Citation : CH c Commission de l’assurance-emploi du Canada, 2024 TSS 863

Tribunal de la sécurité sociale du Canada
Division d’appel

Décision

Parties appelante : C. H.
Partie intimée : Commission de l’assurance-emploi du Canada
Représentante ou représentant  : Nikkia Janssen

Décision portée en appel : Décision rendue par la division générale
le 9 février 2024 (GE-23-3495)

Membre du Tribunal : Glenn Betteridge
Mode d’audience : Téléconférence
Date de l’audience : Le 16 juillet 2024
Personnes présentes à l’audience : Appelant
Représentante de l’intimée
Date de la décision : Le 25 juillet 2024
Numéro de dossier : AD-24-126

Sur cette page

Décision

[1] J’accueille l’appel de C. H.

[2] La division générale a commis une erreur de fait importante. Elle a réparti le mauvais montant hebdomadaire d’indemnités pour accidents du travail puis l’a déduit des prestations d’assurance-emploi que l’appelant avait reçues.

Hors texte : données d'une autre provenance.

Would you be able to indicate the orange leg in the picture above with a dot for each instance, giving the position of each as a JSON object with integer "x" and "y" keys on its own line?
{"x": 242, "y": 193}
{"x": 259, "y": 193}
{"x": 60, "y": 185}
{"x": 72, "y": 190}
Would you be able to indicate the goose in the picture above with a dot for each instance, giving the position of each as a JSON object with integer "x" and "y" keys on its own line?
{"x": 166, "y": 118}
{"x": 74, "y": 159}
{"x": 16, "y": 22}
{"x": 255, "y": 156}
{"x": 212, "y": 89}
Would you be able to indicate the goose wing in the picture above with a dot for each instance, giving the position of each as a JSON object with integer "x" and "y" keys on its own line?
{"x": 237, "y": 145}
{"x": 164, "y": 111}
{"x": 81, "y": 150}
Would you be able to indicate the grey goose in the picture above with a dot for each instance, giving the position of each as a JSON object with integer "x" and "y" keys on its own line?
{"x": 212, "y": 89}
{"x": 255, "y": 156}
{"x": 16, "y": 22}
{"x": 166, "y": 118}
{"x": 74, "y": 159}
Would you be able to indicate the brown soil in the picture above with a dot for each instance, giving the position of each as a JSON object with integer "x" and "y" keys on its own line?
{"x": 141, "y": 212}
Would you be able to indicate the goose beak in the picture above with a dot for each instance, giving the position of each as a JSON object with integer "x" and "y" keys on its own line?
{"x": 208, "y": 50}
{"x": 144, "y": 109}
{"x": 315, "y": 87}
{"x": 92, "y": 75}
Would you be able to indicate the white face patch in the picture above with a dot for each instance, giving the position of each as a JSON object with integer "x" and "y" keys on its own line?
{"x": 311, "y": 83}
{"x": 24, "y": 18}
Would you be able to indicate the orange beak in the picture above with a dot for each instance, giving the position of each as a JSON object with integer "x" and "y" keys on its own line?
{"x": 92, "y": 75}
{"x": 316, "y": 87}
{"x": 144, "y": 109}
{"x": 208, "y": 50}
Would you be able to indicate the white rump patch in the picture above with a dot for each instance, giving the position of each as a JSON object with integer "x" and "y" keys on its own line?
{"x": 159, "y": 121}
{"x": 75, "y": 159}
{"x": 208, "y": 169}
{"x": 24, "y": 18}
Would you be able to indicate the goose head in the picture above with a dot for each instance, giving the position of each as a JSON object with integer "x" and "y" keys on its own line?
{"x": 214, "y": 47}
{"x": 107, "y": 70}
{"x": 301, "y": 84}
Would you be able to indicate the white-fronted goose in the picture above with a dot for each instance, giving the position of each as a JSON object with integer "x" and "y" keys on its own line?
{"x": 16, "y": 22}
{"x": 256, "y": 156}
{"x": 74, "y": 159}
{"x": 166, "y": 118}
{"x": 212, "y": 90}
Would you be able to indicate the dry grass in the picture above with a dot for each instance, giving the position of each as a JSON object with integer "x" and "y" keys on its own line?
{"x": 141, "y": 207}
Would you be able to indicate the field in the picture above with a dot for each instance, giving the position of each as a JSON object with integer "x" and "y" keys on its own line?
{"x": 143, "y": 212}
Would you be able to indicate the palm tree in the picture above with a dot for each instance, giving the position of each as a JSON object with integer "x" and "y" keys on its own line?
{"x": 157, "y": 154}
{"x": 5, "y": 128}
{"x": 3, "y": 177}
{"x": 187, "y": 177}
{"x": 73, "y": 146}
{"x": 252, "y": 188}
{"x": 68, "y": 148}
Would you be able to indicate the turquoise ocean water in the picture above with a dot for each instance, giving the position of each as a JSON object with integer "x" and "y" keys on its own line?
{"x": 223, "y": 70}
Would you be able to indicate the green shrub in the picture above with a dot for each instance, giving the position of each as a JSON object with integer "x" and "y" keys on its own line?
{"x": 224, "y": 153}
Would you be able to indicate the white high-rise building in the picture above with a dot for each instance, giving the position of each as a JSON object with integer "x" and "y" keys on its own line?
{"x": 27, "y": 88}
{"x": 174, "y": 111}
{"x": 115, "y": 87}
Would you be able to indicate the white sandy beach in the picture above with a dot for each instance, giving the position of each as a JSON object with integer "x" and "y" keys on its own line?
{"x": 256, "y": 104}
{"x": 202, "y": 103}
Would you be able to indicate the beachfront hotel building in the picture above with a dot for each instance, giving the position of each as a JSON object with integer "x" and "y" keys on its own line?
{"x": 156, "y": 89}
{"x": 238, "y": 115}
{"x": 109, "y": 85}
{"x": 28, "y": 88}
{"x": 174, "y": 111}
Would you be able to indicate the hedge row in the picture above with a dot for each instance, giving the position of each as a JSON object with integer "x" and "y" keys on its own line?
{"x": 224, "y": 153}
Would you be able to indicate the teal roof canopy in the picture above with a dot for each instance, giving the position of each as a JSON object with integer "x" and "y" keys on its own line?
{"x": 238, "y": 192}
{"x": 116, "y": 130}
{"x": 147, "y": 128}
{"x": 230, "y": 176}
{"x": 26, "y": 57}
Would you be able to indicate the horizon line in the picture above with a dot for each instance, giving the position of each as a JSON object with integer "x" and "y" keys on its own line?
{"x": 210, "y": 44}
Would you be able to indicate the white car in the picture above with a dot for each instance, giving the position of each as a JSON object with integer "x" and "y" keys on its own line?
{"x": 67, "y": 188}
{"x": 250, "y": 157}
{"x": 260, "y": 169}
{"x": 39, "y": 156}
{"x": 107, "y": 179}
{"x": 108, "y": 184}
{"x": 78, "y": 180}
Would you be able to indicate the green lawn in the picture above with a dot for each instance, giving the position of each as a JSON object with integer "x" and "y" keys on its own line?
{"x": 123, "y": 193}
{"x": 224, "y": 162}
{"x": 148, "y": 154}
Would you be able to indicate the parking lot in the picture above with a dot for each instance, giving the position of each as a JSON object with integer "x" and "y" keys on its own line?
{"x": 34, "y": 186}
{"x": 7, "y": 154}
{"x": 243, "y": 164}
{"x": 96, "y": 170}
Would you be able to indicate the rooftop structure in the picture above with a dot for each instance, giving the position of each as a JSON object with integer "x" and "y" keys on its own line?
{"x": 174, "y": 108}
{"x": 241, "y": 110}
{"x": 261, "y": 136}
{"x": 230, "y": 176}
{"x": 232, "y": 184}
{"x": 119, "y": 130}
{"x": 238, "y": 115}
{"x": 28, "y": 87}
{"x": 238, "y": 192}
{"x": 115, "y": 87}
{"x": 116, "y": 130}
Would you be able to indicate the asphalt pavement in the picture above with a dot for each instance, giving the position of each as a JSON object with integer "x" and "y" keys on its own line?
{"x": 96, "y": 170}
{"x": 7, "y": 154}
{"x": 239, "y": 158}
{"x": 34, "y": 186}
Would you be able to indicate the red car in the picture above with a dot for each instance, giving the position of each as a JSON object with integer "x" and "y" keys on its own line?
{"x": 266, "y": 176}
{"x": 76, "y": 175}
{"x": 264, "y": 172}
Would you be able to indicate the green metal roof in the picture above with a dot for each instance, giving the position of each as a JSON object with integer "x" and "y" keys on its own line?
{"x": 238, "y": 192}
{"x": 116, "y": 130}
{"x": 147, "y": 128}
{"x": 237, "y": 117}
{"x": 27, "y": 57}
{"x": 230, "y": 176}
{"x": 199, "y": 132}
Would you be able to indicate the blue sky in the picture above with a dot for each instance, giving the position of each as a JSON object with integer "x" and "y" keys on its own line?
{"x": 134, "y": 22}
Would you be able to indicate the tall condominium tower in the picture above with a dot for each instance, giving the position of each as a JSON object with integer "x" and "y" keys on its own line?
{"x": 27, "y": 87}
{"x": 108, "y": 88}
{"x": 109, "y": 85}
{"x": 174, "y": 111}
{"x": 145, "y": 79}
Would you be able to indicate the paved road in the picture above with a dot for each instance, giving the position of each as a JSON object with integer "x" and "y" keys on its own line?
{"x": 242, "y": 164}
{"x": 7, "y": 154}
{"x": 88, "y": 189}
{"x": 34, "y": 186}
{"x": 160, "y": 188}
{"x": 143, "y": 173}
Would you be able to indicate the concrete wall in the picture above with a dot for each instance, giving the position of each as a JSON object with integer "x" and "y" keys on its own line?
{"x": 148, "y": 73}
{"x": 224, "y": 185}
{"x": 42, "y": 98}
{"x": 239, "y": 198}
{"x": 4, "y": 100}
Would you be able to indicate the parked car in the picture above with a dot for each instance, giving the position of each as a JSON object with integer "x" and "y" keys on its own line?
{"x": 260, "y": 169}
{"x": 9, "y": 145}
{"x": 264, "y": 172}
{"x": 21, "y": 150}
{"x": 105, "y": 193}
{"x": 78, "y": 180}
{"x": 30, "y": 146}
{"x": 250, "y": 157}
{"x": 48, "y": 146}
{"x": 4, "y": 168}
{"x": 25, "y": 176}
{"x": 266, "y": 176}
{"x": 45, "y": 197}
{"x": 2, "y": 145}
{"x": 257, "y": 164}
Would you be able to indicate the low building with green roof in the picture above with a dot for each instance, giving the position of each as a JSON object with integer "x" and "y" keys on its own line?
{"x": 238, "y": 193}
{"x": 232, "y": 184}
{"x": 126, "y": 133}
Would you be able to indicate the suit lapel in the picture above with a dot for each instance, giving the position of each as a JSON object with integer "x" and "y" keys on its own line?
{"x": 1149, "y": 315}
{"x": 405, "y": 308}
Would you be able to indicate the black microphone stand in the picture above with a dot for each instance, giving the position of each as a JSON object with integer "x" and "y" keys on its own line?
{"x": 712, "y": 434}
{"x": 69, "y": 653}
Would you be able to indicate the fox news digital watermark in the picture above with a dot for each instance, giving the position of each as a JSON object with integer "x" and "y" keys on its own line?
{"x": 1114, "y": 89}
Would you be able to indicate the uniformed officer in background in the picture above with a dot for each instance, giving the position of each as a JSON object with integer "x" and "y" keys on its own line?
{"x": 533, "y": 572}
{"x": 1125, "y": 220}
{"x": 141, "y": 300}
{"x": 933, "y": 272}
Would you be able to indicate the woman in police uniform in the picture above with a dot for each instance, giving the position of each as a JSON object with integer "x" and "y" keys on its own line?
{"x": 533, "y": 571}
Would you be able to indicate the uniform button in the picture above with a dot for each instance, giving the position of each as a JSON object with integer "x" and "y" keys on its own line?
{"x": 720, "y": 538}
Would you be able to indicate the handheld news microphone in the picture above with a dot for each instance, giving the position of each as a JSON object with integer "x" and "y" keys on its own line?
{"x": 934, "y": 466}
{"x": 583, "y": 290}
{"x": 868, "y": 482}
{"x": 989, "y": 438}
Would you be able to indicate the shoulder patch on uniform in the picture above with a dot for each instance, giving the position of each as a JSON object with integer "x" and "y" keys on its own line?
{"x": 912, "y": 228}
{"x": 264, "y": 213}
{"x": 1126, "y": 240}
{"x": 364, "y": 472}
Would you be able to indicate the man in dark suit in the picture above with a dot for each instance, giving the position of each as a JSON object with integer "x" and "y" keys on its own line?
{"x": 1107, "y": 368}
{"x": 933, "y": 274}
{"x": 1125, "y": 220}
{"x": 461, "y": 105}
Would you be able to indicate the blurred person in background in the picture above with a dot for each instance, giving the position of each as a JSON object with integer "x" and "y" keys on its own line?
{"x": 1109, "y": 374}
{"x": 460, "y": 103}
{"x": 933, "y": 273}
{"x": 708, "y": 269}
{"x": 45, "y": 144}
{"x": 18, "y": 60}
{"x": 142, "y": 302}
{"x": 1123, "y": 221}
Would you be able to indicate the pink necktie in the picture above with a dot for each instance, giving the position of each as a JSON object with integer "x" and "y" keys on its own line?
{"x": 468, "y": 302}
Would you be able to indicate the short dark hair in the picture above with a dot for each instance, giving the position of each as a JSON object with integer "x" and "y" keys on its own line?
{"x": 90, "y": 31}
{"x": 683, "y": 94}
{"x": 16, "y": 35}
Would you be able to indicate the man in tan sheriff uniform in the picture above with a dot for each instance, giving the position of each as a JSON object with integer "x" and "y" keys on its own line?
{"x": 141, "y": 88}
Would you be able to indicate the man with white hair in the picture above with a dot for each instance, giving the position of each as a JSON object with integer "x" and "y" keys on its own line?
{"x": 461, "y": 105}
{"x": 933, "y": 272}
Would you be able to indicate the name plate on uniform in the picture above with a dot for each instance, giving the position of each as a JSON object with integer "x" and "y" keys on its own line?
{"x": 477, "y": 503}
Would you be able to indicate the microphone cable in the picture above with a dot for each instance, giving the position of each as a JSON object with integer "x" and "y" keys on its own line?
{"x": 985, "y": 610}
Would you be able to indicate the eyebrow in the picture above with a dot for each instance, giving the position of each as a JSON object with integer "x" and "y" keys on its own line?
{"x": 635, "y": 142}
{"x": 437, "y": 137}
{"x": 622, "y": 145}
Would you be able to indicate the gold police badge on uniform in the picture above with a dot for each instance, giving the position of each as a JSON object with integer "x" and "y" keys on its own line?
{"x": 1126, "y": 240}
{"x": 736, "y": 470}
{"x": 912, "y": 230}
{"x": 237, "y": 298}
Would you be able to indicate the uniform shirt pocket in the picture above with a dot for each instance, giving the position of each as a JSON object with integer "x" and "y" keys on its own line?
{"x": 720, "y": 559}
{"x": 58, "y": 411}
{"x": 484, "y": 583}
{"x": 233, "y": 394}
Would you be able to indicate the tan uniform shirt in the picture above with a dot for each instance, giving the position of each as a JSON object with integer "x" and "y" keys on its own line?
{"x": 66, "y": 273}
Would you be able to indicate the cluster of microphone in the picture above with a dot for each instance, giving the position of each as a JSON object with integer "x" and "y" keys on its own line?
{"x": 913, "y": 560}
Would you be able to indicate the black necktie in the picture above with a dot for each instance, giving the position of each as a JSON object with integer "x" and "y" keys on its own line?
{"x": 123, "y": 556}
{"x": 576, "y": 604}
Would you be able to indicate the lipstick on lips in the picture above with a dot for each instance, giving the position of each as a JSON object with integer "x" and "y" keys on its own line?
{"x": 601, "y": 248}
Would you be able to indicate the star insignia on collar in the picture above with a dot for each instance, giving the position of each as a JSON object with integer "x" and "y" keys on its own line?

[3] Pour corriger cette erreur, j’ai rendu la décision que la division générale aurait dû rendre. J’accepte l’entente des parties sur la répartition des indemnités pour accidents du travail du prestataire. J’accepte également leur entente concernant le trop-payé que le prestataire doit (1 989 $).

Aperçu

[4] C. H. est le prestataire dans la présente affaire. En 2001, il s’est blessé au travail. Il a demandé et reçu des prestations de maladie de l’assurance-emploi à compter du 25 juillet 2021.

[5] Par la suite, la Commission des accidents du travail de la Nouvelle-Écosse lui a accordé des prestations de remplacement de la rémunération temporaire à compter du 7 septembre 2021. Il en a parlé à la Commission puis a fait appel de la décision de la Commission des accidents du travail.

[6] En juin 2023, le prestataire a gagné sa cause contre la Commission des accidents du travail. Celle-ci lui a versé des prestations à compter du 27 juillet 2021. Il a reçu un paiement forfaitaire rétroactif, qui comprenait une augmentation du taux (paiement forfaitaire de la Commission des accidents du travail pour 2023).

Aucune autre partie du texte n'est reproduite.